New Tools and New Tensions: The EU's Green Tariff
Further testing the limits of multilateralism is the European Union's pioneering Carbon Border Adjustment Mechanism (CBAM), which comes into force this month. This "green tariff" will penalise high-carbon imports like steel from countries with lax emissions controls. The EU insists the tool is meant to encourage global cooperation, with Climate Chief Wopke Hoekstra stating, "The best CBAM is one you don't have to use."
Yet many developing countries, led by China, view it as a unilateral and unfair trade barrier. They attempted, largely unsuccessfully, to have it formally censured during the Cop30 negotiations. This clash highlights the delicate balance between incentivising climate action and provoking protectionist disputes that could fracture the cooperative framework further.
Despite the setbacks, alternative pathways for action are emerging. Over 80 countries at Cop30 pushed for a binding resolution on fossil fuel phase-out roadmaps. While they failed, a "coalition of the willing" is moving forward with a Plan B. Colombia will host a pivotal conference on the fossil fuel phase-out this April, creating a parallel forum for ambitious nations. Such coalitions may lack the universality of the UN process, but they represent a pragmatic form of multilateralism in action, increasing pressure on laggard states to justify their inaction.
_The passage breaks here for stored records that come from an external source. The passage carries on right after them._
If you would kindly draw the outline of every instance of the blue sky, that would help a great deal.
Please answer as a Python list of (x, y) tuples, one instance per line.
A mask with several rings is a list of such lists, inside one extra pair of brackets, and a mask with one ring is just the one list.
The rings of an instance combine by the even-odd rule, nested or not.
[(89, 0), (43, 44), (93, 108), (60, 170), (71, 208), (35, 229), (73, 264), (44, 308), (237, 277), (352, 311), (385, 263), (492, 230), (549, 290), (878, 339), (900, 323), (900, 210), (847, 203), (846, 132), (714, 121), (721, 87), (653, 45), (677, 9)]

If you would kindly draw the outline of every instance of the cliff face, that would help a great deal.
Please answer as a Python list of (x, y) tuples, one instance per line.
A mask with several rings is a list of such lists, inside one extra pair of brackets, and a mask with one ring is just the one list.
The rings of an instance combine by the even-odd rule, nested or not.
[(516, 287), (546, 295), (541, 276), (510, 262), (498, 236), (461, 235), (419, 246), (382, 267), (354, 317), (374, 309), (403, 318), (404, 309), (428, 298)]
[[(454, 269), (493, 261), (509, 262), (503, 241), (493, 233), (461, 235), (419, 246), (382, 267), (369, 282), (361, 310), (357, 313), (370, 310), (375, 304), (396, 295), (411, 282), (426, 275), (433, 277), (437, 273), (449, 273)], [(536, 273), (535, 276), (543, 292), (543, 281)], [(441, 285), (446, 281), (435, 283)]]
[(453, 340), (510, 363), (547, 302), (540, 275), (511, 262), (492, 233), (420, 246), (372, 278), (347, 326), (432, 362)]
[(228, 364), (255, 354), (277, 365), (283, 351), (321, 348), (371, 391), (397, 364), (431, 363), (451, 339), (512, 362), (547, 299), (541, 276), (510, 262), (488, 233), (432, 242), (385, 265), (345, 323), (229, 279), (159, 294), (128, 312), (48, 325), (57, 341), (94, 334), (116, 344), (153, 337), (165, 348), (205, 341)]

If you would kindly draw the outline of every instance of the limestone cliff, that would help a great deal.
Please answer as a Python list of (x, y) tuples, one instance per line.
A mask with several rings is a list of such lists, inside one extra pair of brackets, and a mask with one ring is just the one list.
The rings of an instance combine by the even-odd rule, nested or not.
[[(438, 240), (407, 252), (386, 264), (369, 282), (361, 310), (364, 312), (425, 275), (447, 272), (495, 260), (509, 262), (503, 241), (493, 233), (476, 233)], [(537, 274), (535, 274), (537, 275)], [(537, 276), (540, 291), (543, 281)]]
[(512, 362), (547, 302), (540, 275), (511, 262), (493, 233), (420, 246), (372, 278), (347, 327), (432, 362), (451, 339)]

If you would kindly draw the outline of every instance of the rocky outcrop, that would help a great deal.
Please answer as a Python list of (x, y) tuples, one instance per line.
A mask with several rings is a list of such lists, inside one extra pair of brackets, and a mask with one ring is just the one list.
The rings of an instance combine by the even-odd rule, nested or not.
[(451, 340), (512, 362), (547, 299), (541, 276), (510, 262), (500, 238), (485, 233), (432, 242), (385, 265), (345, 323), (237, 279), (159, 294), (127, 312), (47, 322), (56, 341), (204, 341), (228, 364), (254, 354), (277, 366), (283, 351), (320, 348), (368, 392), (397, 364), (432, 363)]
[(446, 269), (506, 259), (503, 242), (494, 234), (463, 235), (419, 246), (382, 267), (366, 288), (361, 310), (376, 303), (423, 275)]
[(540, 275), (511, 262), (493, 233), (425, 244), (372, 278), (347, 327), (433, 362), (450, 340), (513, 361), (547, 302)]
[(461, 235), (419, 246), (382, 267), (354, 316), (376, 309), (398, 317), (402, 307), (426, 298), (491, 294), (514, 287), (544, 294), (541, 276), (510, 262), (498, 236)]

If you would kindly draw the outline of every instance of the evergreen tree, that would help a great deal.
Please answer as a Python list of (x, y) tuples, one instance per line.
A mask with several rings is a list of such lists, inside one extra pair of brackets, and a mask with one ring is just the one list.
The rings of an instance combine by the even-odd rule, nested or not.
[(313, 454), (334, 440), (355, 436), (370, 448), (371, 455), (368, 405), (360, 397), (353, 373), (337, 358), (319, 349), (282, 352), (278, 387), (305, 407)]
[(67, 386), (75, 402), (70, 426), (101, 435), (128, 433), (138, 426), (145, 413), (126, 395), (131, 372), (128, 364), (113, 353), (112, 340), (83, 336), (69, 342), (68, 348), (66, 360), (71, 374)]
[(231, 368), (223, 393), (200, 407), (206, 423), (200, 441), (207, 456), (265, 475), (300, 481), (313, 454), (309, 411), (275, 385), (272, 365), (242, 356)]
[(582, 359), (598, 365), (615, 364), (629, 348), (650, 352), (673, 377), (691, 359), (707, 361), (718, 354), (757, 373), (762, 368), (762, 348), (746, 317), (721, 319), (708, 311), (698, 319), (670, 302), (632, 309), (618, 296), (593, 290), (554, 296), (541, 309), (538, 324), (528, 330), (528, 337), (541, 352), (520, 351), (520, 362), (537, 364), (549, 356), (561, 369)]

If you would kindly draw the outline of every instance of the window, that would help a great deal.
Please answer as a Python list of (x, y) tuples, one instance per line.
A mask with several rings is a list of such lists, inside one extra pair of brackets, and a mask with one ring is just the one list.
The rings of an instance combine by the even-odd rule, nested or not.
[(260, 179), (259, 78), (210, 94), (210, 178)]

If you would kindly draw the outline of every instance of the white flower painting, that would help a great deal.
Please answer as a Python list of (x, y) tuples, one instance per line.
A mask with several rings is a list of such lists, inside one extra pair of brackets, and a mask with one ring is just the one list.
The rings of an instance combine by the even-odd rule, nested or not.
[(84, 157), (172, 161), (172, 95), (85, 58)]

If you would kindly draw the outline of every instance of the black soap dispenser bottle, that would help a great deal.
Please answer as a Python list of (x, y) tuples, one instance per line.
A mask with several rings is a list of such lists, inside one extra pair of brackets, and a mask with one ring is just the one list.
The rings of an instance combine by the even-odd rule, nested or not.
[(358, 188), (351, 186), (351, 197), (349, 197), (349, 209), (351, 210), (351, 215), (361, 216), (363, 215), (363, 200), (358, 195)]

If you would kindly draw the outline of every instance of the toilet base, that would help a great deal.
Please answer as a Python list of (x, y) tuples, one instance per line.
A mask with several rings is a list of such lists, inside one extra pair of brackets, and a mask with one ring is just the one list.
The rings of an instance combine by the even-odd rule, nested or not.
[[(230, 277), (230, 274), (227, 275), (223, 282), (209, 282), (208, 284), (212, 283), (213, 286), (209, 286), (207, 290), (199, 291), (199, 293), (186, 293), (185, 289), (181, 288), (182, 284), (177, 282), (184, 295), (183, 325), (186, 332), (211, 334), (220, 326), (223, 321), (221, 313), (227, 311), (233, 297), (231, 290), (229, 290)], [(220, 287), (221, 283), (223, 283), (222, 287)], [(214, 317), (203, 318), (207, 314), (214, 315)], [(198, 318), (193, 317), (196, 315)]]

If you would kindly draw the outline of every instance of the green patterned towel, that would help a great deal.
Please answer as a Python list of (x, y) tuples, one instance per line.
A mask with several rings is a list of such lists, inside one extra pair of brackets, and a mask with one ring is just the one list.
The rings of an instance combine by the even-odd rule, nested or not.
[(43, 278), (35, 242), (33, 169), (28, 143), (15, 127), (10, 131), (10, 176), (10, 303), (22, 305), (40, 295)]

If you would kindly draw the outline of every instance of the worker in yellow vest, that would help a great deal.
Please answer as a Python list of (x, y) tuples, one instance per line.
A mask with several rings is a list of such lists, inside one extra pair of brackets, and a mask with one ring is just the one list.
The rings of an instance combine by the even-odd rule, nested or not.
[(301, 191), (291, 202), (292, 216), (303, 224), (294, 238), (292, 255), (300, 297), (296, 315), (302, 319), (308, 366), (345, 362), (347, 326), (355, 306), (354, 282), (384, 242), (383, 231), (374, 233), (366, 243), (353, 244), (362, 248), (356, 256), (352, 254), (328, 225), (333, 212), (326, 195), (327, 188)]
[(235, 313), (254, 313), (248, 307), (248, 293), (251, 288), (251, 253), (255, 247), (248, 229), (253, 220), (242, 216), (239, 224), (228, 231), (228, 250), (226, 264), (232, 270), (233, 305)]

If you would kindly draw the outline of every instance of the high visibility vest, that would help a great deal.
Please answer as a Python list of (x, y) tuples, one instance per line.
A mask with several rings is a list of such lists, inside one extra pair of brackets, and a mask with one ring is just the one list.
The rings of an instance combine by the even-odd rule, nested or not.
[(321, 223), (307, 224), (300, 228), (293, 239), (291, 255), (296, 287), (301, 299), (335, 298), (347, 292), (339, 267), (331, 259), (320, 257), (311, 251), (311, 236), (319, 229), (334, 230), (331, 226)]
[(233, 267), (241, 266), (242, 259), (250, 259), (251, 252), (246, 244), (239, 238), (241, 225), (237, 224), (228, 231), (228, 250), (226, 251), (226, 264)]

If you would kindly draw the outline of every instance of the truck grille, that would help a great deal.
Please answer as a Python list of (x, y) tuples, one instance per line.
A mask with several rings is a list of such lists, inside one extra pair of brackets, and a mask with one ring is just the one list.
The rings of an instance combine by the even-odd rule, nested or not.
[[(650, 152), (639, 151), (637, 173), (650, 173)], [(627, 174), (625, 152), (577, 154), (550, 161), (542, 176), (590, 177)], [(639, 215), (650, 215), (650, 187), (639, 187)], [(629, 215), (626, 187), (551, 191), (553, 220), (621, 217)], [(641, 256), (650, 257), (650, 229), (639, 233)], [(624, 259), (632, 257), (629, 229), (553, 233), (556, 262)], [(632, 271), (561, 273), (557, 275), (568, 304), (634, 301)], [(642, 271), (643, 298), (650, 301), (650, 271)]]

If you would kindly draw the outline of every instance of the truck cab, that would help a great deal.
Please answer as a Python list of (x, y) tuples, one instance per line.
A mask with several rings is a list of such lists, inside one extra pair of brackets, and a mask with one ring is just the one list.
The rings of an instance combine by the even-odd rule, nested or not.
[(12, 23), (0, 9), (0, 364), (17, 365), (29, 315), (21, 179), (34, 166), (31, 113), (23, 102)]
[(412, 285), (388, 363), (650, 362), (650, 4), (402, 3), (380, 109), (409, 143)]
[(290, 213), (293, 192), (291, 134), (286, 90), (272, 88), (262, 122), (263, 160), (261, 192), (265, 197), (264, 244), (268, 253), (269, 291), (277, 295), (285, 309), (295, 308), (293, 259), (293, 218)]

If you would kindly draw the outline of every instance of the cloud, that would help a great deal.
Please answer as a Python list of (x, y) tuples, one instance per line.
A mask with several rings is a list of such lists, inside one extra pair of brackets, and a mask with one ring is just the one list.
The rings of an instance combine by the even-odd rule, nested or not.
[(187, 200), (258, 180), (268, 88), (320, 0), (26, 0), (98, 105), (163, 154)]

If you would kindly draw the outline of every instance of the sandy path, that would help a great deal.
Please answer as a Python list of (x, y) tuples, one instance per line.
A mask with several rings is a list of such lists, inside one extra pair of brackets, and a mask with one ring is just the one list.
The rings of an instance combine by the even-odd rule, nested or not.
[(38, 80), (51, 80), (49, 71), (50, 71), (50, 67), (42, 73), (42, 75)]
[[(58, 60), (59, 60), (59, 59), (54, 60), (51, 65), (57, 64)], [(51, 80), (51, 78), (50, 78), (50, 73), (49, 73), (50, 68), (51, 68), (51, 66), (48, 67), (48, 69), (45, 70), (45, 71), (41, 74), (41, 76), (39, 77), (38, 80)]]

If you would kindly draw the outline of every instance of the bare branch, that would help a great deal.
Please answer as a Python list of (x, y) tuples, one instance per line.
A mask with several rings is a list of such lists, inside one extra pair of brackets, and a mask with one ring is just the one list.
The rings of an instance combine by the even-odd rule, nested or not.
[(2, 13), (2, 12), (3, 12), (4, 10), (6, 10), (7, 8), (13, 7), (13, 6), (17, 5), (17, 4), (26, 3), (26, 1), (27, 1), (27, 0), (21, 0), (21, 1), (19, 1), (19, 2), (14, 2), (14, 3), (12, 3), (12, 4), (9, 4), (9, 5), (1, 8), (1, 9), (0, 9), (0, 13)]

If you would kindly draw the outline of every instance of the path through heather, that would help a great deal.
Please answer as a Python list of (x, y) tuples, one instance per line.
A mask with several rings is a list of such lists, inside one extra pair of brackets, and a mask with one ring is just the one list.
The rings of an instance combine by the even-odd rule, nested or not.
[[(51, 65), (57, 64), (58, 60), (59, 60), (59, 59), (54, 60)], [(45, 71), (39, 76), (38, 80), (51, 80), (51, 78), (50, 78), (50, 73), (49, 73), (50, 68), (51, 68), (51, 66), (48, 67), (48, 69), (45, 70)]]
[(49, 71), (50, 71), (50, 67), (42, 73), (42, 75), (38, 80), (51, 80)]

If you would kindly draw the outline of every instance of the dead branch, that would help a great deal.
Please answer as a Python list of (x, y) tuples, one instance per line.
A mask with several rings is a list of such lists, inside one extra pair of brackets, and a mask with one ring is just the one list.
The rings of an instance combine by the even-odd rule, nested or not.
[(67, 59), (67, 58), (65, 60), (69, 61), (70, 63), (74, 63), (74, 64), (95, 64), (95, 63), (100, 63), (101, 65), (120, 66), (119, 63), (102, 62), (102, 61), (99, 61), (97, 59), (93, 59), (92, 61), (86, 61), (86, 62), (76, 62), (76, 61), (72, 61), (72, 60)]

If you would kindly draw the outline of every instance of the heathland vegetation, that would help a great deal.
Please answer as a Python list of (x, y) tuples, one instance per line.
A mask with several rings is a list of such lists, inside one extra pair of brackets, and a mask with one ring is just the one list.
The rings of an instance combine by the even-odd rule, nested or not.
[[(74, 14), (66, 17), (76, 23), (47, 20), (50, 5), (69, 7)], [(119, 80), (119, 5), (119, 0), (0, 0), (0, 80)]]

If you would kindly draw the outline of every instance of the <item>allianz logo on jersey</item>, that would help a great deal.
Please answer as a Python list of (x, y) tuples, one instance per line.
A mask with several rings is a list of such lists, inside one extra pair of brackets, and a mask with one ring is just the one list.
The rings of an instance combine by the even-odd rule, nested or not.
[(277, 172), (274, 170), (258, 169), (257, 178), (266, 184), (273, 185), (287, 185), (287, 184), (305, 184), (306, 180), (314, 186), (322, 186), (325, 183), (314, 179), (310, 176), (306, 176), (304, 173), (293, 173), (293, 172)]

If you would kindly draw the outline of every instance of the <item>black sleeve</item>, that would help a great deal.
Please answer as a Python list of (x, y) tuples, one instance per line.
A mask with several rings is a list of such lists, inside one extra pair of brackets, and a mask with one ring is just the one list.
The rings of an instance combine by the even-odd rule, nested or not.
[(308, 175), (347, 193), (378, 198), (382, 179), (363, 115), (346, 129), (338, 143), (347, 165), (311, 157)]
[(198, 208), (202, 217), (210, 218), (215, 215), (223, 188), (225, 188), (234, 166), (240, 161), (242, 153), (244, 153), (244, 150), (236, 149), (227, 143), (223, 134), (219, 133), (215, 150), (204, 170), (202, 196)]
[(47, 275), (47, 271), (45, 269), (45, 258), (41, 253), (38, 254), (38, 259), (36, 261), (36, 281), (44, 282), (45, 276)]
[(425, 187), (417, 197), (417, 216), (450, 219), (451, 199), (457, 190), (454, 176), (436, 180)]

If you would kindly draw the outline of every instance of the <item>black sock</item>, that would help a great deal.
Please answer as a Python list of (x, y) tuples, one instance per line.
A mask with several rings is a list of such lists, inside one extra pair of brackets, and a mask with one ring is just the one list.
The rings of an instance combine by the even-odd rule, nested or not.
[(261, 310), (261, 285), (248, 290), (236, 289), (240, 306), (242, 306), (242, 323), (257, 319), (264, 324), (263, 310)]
With 2026 poised to be another record-breaking hot year, reliance on the slender reed of multilateralism may seem a frail hope. Yet the alternative – abandoning the field to the vagaries of individual governments, opaque autocracies, and unfettered capital markets – offers no viable path to averting climate breakdown. A decade on from the Paris Agreement, the need for common solutions to our common problem has never been more urgent, nor more under threat.